Blue-Collar Super Bowl Threatened by Strict Shift Supervisors

sbxlv.pngDALLAS–This year’s Super Bowl, already billed as the most blue-collar Big Game ever, may be jeopardized by supervisors at some of the players’ day jobs. Members of both the Steelers and Packers may miss the game due to employment obligations.

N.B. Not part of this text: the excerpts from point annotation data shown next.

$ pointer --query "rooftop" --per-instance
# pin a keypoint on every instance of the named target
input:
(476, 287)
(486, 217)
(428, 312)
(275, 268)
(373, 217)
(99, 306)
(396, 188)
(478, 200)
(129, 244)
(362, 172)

“I wanna get to Dallas ASAP, but my manager’s been riding my ass for months,” said Pittsburgh running back Rashard Mendenhall in a phone interview from a Firestone plant in Beaver Falls, PA. “He’s saying I might have to cover some shifts that weekend, since Charlie in receiving broke his leg and Tony’s on Guard duty this month, and we got this huge shipment of whitewalls coming in. I’d just call in but I used my last sick day the Monday after we beat the Ravens.”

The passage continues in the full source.